Alice Walker’s Pulitzer Prize winning novel was first adapted into a musical by Stephen Bray, Brenda Russell and Allee Willis in 2005 and enjoyed a celebrated run on Broadway.

Following an acclaimed production at London’s Menier Chocolate Factory in 2013, the show received a revival on the Great White Way and once again had critics in raptures about its heart breaking story and sensational score.

Seyi Omooba, Marisha Wallace and Rachel John

There have been rumours of a West End production looming, but so far nothing has materialised. Instead, producer Danielle Tarento decided to present a charity gala concert version of the show at Cadogan Hall last night and with a cast of West End stage stars, the musical really took flight.

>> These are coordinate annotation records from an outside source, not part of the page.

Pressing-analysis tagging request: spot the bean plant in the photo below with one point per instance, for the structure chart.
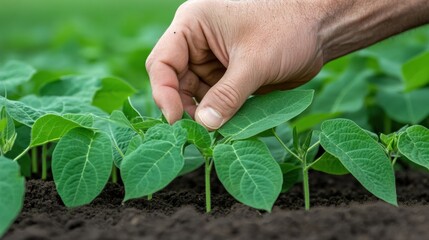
(72, 127)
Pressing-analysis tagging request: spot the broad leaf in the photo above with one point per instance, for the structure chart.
(51, 127)
(7, 132)
(82, 87)
(81, 165)
(121, 138)
(130, 111)
(61, 104)
(330, 165)
(155, 163)
(361, 155)
(291, 175)
(405, 107)
(12, 189)
(193, 160)
(416, 72)
(414, 144)
(134, 143)
(21, 112)
(263, 112)
(249, 173)
(112, 94)
(197, 134)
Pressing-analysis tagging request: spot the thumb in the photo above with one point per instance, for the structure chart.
(226, 97)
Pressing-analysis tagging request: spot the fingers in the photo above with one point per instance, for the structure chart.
(224, 99)
(192, 90)
(168, 59)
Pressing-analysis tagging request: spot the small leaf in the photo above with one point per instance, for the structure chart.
(135, 142)
(81, 165)
(263, 112)
(7, 132)
(330, 165)
(51, 127)
(130, 111)
(414, 144)
(416, 72)
(193, 160)
(197, 134)
(155, 163)
(249, 173)
(361, 155)
(82, 87)
(291, 175)
(113, 93)
(11, 191)
(405, 107)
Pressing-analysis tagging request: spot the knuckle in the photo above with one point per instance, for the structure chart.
(228, 96)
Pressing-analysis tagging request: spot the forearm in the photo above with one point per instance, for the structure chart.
(349, 25)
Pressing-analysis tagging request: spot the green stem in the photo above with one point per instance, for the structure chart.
(44, 162)
(313, 146)
(394, 160)
(114, 174)
(34, 163)
(312, 163)
(286, 147)
(305, 184)
(387, 122)
(208, 167)
(306, 187)
(22, 154)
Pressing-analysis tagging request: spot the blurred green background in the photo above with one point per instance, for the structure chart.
(84, 36)
(107, 37)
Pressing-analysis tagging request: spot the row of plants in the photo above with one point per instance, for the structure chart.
(72, 128)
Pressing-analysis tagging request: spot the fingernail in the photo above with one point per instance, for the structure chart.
(210, 118)
(165, 115)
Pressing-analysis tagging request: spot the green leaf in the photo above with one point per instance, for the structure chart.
(249, 173)
(134, 143)
(291, 175)
(14, 74)
(81, 165)
(311, 120)
(61, 104)
(51, 127)
(347, 94)
(113, 93)
(121, 138)
(361, 155)
(11, 191)
(330, 165)
(7, 132)
(21, 112)
(130, 111)
(263, 112)
(82, 87)
(405, 107)
(414, 144)
(197, 134)
(193, 160)
(155, 163)
(416, 72)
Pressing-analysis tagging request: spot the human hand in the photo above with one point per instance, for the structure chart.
(219, 52)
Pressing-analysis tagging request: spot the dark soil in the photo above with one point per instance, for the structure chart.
(341, 209)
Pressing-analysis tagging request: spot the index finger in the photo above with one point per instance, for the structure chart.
(167, 61)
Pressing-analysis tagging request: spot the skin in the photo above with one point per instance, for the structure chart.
(216, 53)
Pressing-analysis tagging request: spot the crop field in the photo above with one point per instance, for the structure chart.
(85, 152)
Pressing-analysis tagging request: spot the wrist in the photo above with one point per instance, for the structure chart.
(349, 25)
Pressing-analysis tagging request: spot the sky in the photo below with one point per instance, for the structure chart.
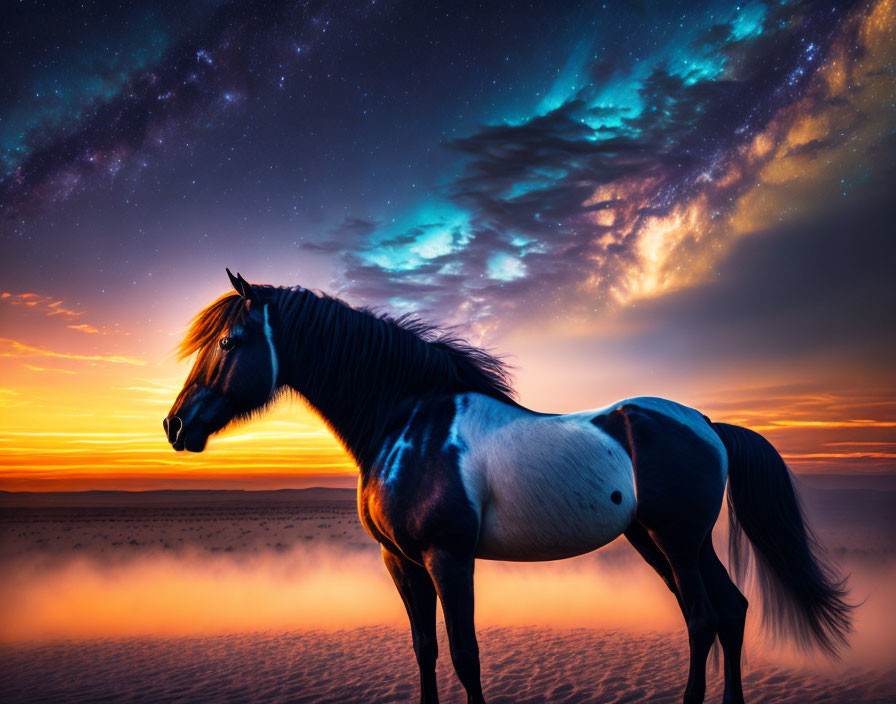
(689, 200)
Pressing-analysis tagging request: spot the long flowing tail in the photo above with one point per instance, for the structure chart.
(801, 596)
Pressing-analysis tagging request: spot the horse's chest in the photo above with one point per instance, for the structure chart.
(548, 489)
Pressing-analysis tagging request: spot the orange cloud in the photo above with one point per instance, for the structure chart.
(89, 329)
(48, 304)
(19, 349)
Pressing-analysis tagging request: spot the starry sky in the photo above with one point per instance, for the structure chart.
(690, 200)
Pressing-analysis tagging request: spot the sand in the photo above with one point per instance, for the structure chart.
(280, 596)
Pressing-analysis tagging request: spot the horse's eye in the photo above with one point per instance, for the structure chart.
(227, 343)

The show was led by Marisha Wallace, who is currently alternating with Amber Riley in Dreamgirls at the Savoy Theatre and after this performance, I’m sure a few more people will be booking tickets to see her. The American singer displayed an amazing ability to extract every ounce of emotion from the sensitive lyrics and her powerful, yet resonant vocals filled the cavernous auditorium with ease. Her rendition of “I’m here” resulted in a spontaneous standing ovation.

She was matched by rising star Seyi Omooba as her sister Nettie who also captured the very heart of her character, despite performing in a stationary position throughout.

Tyrone Huntley and Wendy Mae Brown

Rachel John, exhibited rock star quality as Shug Avery and Tyrone Huntley was excellent as the ever optimistic Harpo. Wendy Mae Brown’s raucous Sophia added some comedy to proceedings, while Cavin Cornwall was delightfully detestable as Celie’s abusive husband.

A concert version can never evoke the same range of emotions as a full show, but with sensational individual performances this came close.

The British Theatre Academy presented the charity gala to raise money for young performers who cannot afford to train in performing arts and seeing so many in the gospel choir exuberantly entertaining the sold out audience really brought home how important the funding is.

This story of a young girl who somehow manages to triumph despite huge adversity is still so relevant and definitely deserves another London run.